India Stays on Course for Fiscal Deficit Target Despite Economic Challenges
The Indian government, led by Economic Affairs Secretary Anuradha Thakur, is confident of meeting its fiscal deficit target of 4.4% for the 2025-26 financial year. Despite temporary mismatches in monthly figures, strong economic fundamentals and robust GDP growth of 7.8% support these projections.

- Country:
- India
Economic Affairs Secretary Anuradha Thakur confirmed the Indian government is on track to achieve its fiscal deficit target of 4.4% despite recent fluctuations in fiscal figures. Quarterly assessments have led to mismatched perceptions, yet the government remains confident in its financial projections.
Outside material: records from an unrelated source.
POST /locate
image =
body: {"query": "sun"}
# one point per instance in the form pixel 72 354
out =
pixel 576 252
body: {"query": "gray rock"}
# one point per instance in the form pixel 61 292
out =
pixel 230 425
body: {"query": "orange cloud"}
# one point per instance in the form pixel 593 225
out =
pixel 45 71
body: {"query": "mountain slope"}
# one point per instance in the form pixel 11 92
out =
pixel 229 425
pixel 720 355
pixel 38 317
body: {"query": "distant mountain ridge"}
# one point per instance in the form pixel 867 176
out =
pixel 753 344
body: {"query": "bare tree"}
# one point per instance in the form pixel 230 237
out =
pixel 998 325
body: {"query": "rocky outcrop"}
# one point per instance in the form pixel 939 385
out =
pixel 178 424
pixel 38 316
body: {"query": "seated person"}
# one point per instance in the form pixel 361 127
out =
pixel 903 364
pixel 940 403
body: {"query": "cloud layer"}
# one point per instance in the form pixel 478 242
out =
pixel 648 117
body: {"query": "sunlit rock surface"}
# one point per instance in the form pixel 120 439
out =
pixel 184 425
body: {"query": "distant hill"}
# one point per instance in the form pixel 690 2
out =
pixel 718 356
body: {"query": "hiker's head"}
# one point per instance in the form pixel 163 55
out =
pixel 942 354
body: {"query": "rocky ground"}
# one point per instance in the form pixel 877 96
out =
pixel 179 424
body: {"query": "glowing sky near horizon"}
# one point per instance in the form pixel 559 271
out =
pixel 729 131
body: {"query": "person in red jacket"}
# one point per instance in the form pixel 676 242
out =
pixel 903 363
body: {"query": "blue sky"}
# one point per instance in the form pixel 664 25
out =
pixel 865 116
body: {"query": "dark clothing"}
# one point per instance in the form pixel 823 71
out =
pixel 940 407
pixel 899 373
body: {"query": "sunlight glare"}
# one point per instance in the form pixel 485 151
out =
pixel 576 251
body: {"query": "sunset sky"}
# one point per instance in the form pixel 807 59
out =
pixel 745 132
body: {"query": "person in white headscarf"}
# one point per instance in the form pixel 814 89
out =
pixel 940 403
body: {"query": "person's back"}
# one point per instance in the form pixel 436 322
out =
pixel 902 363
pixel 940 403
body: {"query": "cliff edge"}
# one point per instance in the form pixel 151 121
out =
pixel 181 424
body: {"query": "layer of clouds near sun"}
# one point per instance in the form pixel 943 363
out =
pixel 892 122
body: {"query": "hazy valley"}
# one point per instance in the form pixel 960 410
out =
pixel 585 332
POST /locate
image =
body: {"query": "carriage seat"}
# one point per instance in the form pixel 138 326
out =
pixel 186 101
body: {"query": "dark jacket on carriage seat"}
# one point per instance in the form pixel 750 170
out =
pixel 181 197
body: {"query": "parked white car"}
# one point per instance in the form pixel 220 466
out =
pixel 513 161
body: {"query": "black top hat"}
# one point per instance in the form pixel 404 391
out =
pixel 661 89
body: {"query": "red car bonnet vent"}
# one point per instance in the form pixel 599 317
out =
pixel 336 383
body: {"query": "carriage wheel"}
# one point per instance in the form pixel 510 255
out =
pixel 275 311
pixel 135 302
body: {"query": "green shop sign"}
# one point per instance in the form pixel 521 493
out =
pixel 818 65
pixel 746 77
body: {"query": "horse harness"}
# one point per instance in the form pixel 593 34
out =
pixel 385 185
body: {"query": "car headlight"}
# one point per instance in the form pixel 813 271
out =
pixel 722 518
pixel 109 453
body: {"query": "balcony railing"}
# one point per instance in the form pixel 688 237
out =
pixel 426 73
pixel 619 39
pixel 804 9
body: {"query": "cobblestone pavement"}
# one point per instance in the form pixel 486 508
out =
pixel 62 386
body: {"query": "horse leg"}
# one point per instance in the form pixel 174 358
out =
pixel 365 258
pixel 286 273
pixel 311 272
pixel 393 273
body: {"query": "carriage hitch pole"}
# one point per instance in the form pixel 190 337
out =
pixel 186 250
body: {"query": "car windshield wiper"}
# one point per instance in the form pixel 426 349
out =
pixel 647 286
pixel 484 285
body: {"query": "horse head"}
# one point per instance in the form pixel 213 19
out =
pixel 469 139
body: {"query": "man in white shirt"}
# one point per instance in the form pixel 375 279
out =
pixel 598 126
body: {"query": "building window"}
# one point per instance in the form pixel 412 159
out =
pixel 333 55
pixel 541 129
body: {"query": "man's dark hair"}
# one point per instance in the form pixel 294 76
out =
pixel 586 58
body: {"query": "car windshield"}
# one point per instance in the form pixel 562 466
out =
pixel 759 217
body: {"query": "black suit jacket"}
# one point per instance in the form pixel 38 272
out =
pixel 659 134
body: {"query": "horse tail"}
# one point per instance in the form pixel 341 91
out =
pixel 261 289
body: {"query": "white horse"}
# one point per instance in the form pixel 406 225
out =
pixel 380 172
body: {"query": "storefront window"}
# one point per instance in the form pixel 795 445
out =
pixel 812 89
The Department of Economic Affairs highlights that recent fiscal data showing a deficit at 29.9% of the full-year target by July is not indicative of overarching economic trends. Strong economic growth and fundamental indicators, such as private consumption and capital formation, provide a more optimistic outlook.
With India's GDP experiencing a notable 7.8% growth in Q1 of FY26, surpassing expectations, the nation maintains its status as the fastest-growing major economy, outpacing China's 5.2% growth. Government and private investments underpin this growth, particularly in sectors like manufacturing, construction, and services.